サマーフィルムにのって(2020年、日本)
勝新を敬愛する高校3年生のハダシ。
キラキラ恋愛映画ばかりの映画部では、撮りたい時代劇を作れずにくすぶっていた。
そんなある日、彼女の前に現れたのは武士役にぴったりな凛太郎。
すぐさま個性豊かな仲間を集め出したハダシは、
「打倒ラブコメ!」を掲げ文化祭でのゲリラ上映を目指すことに。
青春全てをかけた映画作りの中で、ハダシは凛太郎へほのかな恋心を抱き始めるが、
彼には未来からやってきたタイムトラベラーだという秘密があった――。(映画公式サイトより)

ミニシアター系の映画が少し元気でてきているのか。青春、映画制作、淡い恋、SFと好きな要素満載の作品。青春したことある人も、憧れるだけだった人にもお薦めです。
お薦め度
青春してますか?
みなさんは、高校時代に青春を謳歌しましたか。高校時代は無理でも、大学時代はしていましたか?僕は全然です。だからか、青春ものの作品は好きです。憧れなんでしょうね。

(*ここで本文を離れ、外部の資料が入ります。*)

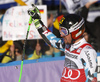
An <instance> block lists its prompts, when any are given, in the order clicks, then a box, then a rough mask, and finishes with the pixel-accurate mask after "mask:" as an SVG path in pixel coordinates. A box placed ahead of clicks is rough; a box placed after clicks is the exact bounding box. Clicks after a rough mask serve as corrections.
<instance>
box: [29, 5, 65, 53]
mask: <svg viewBox="0 0 100 82" xmlns="http://www.w3.org/2000/svg"><path fill="white" fill-rule="evenodd" d="M32 6H33V8H31V9H29V10H28V14H29V15H30V17H31V18H32V19H31V21H33V22H34V25H35V27H36V29H37V30H38V32H39V34H40V35H41V36H42V38H43V39H44V41H45V42H46V43H47V44H48V45H49V46H53V47H55V48H57V49H60V50H62V51H63V50H64V48H63V46H62V45H63V43H62V40H61V39H60V38H57V37H56V36H55V35H54V34H53V33H52V32H51V31H50V30H49V29H48V28H47V27H46V26H45V25H44V24H43V22H42V21H41V16H40V12H39V10H38V8H37V7H35V6H34V5H32Z"/></svg>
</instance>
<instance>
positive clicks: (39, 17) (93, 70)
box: [28, 6, 97, 82]
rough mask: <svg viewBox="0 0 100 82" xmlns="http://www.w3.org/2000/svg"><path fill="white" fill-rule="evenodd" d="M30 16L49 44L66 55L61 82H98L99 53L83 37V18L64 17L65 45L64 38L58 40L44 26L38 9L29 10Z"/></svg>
mask: <svg viewBox="0 0 100 82" xmlns="http://www.w3.org/2000/svg"><path fill="white" fill-rule="evenodd" d="M33 7H34V6H33ZM28 14H29V15H30V16H31V17H32V21H33V22H34V25H35V27H36V29H37V30H38V32H39V34H40V35H41V36H42V38H43V39H44V40H45V41H46V42H47V44H48V45H51V46H53V47H55V48H57V49H59V50H62V51H64V53H65V64H64V69H63V72H62V77H61V80H60V81H61V82H97V71H96V68H97V61H96V60H97V53H96V51H95V50H94V49H93V48H92V46H91V45H90V44H89V43H88V42H87V41H86V40H85V39H84V38H83V37H82V35H83V33H84V32H85V25H84V19H83V17H81V16H80V15H77V14H69V15H64V16H63V17H62V19H61V20H60V23H59V24H60V27H59V32H60V34H61V37H62V38H63V39H64V43H65V45H63V41H62V38H57V37H56V36H55V35H54V34H53V33H52V32H51V31H50V30H49V29H48V28H47V27H46V26H45V25H44V24H43V22H42V21H41V17H40V14H39V12H38V10H37V8H36V7H34V8H31V9H29V10H28ZM68 45H70V46H69V47H68ZM66 46H67V47H66Z"/></svg>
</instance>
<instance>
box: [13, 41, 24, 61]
mask: <svg viewBox="0 0 100 82" xmlns="http://www.w3.org/2000/svg"><path fill="white" fill-rule="evenodd" d="M14 47H15V48H14V54H15V56H16V60H15V61H20V60H22V54H23V49H22V46H21V45H20V44H19V43H18V42H14Z"/></svg>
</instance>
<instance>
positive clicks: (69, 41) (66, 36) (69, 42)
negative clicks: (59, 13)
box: [61, 34, 72, 44]
mask: <svg viewBox="0 0 100 82" xmlns="http://www.w3.org/2000/svg"><path fill="white" fill-rule="evenodd" d="M61 37H62V38H63V39H64V42H65V44H71V42H72V37H71V34H68V35H66V36H63V35H61Z"/></svg>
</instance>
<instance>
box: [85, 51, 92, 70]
mask: <svg viewBox="0 0 100 82" xmlns="http://www.w3.org/2000/svg"><path fill="white" fill-rule="evenodd" d="M85 54H86V56H87V59H88V62H89V64H90V67H91V68H93V66H92V60H91V59H90V54H89V51H86V52H85Z"/></svg>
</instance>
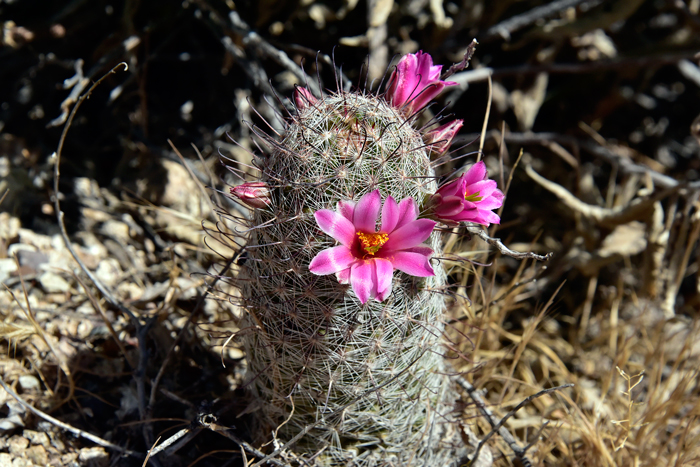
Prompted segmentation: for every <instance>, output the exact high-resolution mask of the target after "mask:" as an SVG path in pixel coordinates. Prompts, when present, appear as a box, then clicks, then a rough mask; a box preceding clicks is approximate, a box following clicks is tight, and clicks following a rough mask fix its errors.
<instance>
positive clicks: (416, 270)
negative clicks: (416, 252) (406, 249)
mask: <svg viewBox="0 0 700 467" xmlns="http://www.w3.org/2000/svg"><path fill="white" fill-rule="evenodd" d="M389 260H390V261H391V264H392V265H393V266H394V267H395V268H396V269H398V270H399V271H401V272H405V273H406V274H408V275H411V276H417V277H428V276H434V275H435V271H433V267H432V266H431V265H430V262H429V261H428V257H426V256H424V255H422V254H420V253H413V252H408V251H397V252H395V253H394V254H393V255H392V257H391V258H390V259H389Z"/></svg>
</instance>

高校の映画部にこんなに部員がいるのか。大学時代に映画研究部にいた身としては、こんな高校があったらうらやましい。僕のいた部は幽霊部員が多く、圧倒的に男性ばかりでした。でも、今はスマホでも撮影できていまうし、動画もすっかり身近になったので、女性も増えているのかもしれません。いろいろ議論しながら映画をつくり、ちょっと恋もする。いや、このパターン大好きですが、もちろん縁はありませんでした。むさい先輩に囲まれて、夜中まで作業してましたから。
出演者自身が知名度がまだそこまで高くない時代の作品で、これからやるぞという感じがみなぎっているのもいい。合宿形式で撮影したようで、実際に出演者同士のチーム感も高まっていたのでしょう。青春のいい雰囲気が伝わってきます。
映画の未来
未来には映画がなくなっているという設定。ユーチューブで配信している「ラストシーン」も似た設定で、未来ではテレビドラマがなくなる。荒唐無稽でもありません。現在でもショート動画が流行りで、映画も倍速で観る人がいるくらい。タイパの悪いものとして、映画、ドラマが衰退していく可能性はあります。
すぐに答えを求め、考察したがり、すべてに意味がないといけないという時代。こんな時代を変えるためにも映画や小説、アートの力が必要です。そんな中、約3時間の映画「国宝」がヒットしているのはすごい。エンタメ性と社会性を兼ね備え、世界を考えるヒントとなり、多様な意見を共有し合える作品。というとハードルは高くなりますが、これから求められるのはそうした作品でしょう。
この映画はそこまで社会性が高いわけではありませんが、学校生活や今の社会に問いかける要素が盛り込まれているようです。
SF的構造
未来を変えるために、もしくは守るために未来から過去(現代)にやってくるタイムトラベラーというのは王道パターン。でも、未来人が出演した作品がハダシの監督デビュー作で、非公開になっている。非公開の作品を観たいから過去に来た未来人がその映画に出演する。となると、最初の撮影はどうしたのか。未来人が来るべき理由がない時に撮影したのではないか。というのが気になりますが、タイムトラベルものはそのへんの辻褄が合っているのか、合ってないのかよく分からないことがあります。でも、まあ作品としてはおもしろいので。その辺、似た要素がある「ラストシーン」は未来を変えたことで、変わった未来を実感するラストになっていました。
河合優実
河合優実のすごさを改めて実感させられます。えっ、このキャラ河合さんなの?というくらいイメージとは全く違うキャラになりきっています。「不適切にもほどがある」でブレイクする以前から、推しています。初めて存在をしったのはNHKのドラマ「17歳の帝国」。この時はインテリ感のあるキャラで、映画「PLAN75」では葛藤抱える市役所職員、極めつけはキャラのふり幅の大きいヒロインを演じたドラマ「家族だから愛したんじゃなくて、愛したのが家族だった」。クールな探偵役の「ルート」もはまってました。今の朝ドラ「あんぱん」でもヒロインを食ってしまう存在感です。今後も注目したい俳優です。
編集後記
好きな要素盛りだくさんの作品で、にやにやしながら観ていたはずです。こうした作品はなかなか映画館で観られてないので、配信されると助かります。映画館は困るかもしれませんが。こんなに青春系が好きなのは、青春時代が満たされていないからなんでしょうね。でも、今が満たされてないよりはいいです。